Bunlar anlaşılır da, uzun tutukluluk süreleri hakkındaki şikâyetleri, özel yetkili mahkemelerin varlığı ile ilgili rahatsızlıkları en çok dile getirenlerin şimdi kalkıp "Devlet Ergenekon'a teslim" dediğini gördüm dün, utanmazlıkta sınır yokmuş.
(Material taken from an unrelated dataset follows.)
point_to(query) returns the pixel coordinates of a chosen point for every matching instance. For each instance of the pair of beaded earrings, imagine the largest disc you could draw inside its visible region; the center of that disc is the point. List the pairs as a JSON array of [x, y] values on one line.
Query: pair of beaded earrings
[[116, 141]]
2013'te ÖYM'lerin alanı, görmekte oldukları davalarla sınırlandırılmıştı. ÖYM'lerin bağımsız mahkemeler olmadığı, bir siyasi ajandanın yürütme mevkii oldukları konusunda oluşan mutabakat ÖYM'nin tamamen işlevsizleştirilmesini ve tutukluluk süresinin 5 yıla indirilmesini içeren yeni bir paketin oylanmasını gerektirdi. Paket Meclis'ten geçti. Şimdi dışarıda olanların birçoğu beş yıldan fazladır tutuklu bulunmakla beraber haklarında hâlâ bir karar verilememiş olanlardır. Mahkemelere sormak lazımdır: Daha önemli nasıl başka bir işiniz vardı ki bunca zaman Zirve cinayeti davasını bile karara bağlayamadınız? Daha önemli nasıl bir işiniz vardı ki Danıştay saldırısı faili Alparslan Arslan onca yıl tutuklu bulunmasına rağmen halen davası görülmedi?
Tahliye olanların bir kısmı da İlker Başbuğ için AYM'nin verdiği kararın referans teşkil etmesinden faydalanarak dışarıda. Anayasa Mahkemesi'ne bireysel başvuru hakkı, 2010'da yapılan referandum sonrasında yürürlüğe girdi.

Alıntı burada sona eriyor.